These limits have been removed by extending Sunny Cove external virtual addresses to 57 meaningful bits with top 7 bits again either all zeroes or all ones, copying bit 56), with physical memory addresses of up to 52 bits handled by a fifth level in page table. The new limits enable 128PB of virtual address space and 4PB of physical memory.
The Skylake various iterations have given us improved clock speeds and larger core counts.
AMD was founded in Sunnyvale in the year 1969, with a budget of $100.000. Its first proprietary product was Am2501. In 1975 it entered the RAM Market and produced Am2900 family. AMD 386 microprocessor family was introduced in 1991 and in 1993 the first AMD 486 was produced under AMD and Fujitsu Establishment.
The following are some of the AMD microprocessor chips advancements:
- AMD K5
K5 was the first in-house AMD x86 processor and was launched in 1996. The “K”was actually a reference to “Kryptonite”. K5 was actually based on an internal highly parallel 29k RISC processor architecture with an x86 decoding front-end. All K5 models had 4.3 million transistors with 5 integer units that could process instructions out of order and one FPU. The K5 lacked MMX instructions, which Intel started offering in its Pentium processors that were launched in early 1997. The K5’s FPU had around 10% less performance clock.
- Duron k6
AMD k6 was introduced in 1997. It was based on NexGen’s RISC core and on Nx586 core. It had an 84KB L1 cache, 8.8 million transistors, 0.25 micron process. It was much better than K5 as RISC86 core translates x86 complex instructions into shorter ones allowing AMD to reach higher frequencies and had MMX instructions.
- Athlon K7
The first AMD Athlon K& was introduced in 1999. It was based on K6 core and its FPU was improved. It has a 128 KB L1 cache, 8.8 million transistors,0.25 micron process, fast upto 1GHz clock speed. Athlon XP was designed for desktop, Athlon XP-M was designed for laptop and Athlon MP for server.
- Opteron-Phenom K10
On April 21st,2005,AMD released its first dual core Opteron which was an x86-based server CPU. A month later, the first desktop-based dual processor family, the Athlon 64 X2 came. K10, the AMD microprocessor architecture, became the successor to the K8 microarchitecture and the first processor were introduced in September 10th 2007, consisting of nine quad-core Third Generation Opteron processors. The K10 processors come in dual, triple-core and quad-core versions with all cores on one single die.
AMD Launches 2nd Gen Ryzen Pro and Athlon Pro APUs
AMD introduced new processors, the new AMD Ryzen Pro 3000 series as well as AMD Athlon Pro 300-series processors pack upto four x86 cores as well as AMD’s Radeon Vega integrated graphics. AMD said that laptops powered by its latest Ryzen Pro APUs will work upto 12 hours because of its improved power efficiency.

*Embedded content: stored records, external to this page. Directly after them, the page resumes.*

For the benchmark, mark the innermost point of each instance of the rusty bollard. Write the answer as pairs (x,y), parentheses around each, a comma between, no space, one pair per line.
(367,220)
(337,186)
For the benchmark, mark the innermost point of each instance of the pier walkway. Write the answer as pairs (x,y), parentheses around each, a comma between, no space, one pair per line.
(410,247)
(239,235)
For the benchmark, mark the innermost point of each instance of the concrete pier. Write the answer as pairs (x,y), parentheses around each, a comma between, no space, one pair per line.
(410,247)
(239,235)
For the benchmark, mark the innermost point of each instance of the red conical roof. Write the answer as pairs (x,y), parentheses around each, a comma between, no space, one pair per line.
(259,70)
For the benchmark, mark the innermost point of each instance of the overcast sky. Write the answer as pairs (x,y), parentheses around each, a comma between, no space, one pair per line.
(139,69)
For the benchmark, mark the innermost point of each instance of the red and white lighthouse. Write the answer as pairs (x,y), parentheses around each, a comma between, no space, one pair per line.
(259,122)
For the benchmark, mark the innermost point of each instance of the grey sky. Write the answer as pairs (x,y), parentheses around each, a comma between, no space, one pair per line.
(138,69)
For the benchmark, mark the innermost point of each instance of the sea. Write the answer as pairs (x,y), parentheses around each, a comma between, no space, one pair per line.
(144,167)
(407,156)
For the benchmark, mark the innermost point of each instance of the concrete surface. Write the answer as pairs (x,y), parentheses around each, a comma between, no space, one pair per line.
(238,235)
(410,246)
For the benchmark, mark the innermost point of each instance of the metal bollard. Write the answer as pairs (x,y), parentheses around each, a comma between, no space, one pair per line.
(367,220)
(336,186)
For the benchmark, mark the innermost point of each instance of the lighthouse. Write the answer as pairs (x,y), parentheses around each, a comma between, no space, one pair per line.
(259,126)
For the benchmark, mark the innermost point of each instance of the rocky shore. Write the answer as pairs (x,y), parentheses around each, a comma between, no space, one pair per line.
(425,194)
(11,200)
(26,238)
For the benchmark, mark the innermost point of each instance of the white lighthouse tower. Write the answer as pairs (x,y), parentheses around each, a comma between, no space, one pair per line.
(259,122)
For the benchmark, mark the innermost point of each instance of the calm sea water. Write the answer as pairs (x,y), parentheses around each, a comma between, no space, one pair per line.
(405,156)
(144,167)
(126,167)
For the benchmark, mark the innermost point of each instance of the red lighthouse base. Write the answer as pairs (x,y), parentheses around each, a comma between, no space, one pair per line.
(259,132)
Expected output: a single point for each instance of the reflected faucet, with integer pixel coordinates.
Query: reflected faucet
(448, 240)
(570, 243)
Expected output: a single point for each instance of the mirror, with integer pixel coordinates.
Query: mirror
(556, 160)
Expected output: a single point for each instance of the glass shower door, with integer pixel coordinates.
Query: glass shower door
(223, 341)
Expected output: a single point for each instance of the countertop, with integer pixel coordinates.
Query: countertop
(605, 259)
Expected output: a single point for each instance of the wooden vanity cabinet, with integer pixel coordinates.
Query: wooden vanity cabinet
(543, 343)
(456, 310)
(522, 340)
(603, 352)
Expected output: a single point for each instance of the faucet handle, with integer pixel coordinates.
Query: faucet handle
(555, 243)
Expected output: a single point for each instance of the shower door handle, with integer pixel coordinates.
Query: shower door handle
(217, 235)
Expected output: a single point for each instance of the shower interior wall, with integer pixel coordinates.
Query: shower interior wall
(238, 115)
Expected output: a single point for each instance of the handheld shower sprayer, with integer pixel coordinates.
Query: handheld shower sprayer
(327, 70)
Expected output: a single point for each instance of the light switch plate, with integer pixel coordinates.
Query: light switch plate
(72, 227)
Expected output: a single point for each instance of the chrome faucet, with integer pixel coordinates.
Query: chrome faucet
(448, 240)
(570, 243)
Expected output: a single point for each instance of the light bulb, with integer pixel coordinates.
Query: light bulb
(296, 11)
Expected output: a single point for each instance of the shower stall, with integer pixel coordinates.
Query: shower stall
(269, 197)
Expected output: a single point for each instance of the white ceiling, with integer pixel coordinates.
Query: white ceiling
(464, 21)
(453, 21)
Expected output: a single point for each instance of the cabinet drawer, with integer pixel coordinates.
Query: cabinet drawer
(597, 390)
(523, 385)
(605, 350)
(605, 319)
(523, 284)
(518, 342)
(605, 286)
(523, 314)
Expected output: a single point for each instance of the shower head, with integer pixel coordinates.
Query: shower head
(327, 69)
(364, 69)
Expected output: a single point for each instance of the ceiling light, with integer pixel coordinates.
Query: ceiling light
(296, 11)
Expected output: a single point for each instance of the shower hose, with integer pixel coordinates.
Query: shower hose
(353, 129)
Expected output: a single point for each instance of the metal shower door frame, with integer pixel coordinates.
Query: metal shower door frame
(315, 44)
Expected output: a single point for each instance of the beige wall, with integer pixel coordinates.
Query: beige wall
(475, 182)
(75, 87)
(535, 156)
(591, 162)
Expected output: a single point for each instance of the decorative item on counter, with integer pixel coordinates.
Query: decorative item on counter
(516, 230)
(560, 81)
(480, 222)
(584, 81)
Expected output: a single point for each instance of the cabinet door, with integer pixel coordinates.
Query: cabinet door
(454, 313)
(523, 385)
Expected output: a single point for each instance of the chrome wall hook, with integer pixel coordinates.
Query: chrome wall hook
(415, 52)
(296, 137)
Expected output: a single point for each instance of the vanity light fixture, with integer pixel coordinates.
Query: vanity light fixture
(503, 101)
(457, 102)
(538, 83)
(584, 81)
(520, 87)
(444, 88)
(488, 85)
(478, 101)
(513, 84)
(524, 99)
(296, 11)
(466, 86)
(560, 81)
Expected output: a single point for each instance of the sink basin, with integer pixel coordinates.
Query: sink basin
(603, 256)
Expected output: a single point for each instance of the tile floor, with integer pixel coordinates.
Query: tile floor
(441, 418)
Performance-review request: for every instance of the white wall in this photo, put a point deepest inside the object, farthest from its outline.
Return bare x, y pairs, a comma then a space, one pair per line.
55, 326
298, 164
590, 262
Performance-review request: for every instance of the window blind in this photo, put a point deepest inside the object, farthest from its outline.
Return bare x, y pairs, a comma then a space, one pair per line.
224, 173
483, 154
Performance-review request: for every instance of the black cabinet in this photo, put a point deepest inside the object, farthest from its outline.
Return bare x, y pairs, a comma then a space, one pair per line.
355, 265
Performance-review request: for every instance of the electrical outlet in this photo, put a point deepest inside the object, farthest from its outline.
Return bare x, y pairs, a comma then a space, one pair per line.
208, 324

AMDs new Pro-series processors are essentially the Ryzen Mobile 3000-series APUs and made using GlobalFoundries’ 12LP process technology. They have numerous features supported by AMD’s Pro-series products such as built-in TrustZone security processor, DASH manageability, Secure Boot, Content Protection,pre-Application security, fTPM 2.0, Transparent Secure Memory Encryption(TSME) and some other technologies. These are the key features which differentiate the AMD’s Pro from the company’s regular processor for client PCs.
The AMD’s 2nd generation Ryzen Pro Mobile processors family includes four models: the Ryzen 7 Pro 3700U, the Ryzen 5 Pro 3500U, the Ryzen 3 Pro 3300U, and the Athlon Pro 300U. The Ryzen Pro-branded parts, with or without SMT, feature four cores whereas the Athlon Pro device has two cores. Radeon Vega Gpu are integrated in all of the APUs and the new APUs feature a TDP of up to 15 W and are therefore aimed at ultra-portable laptops.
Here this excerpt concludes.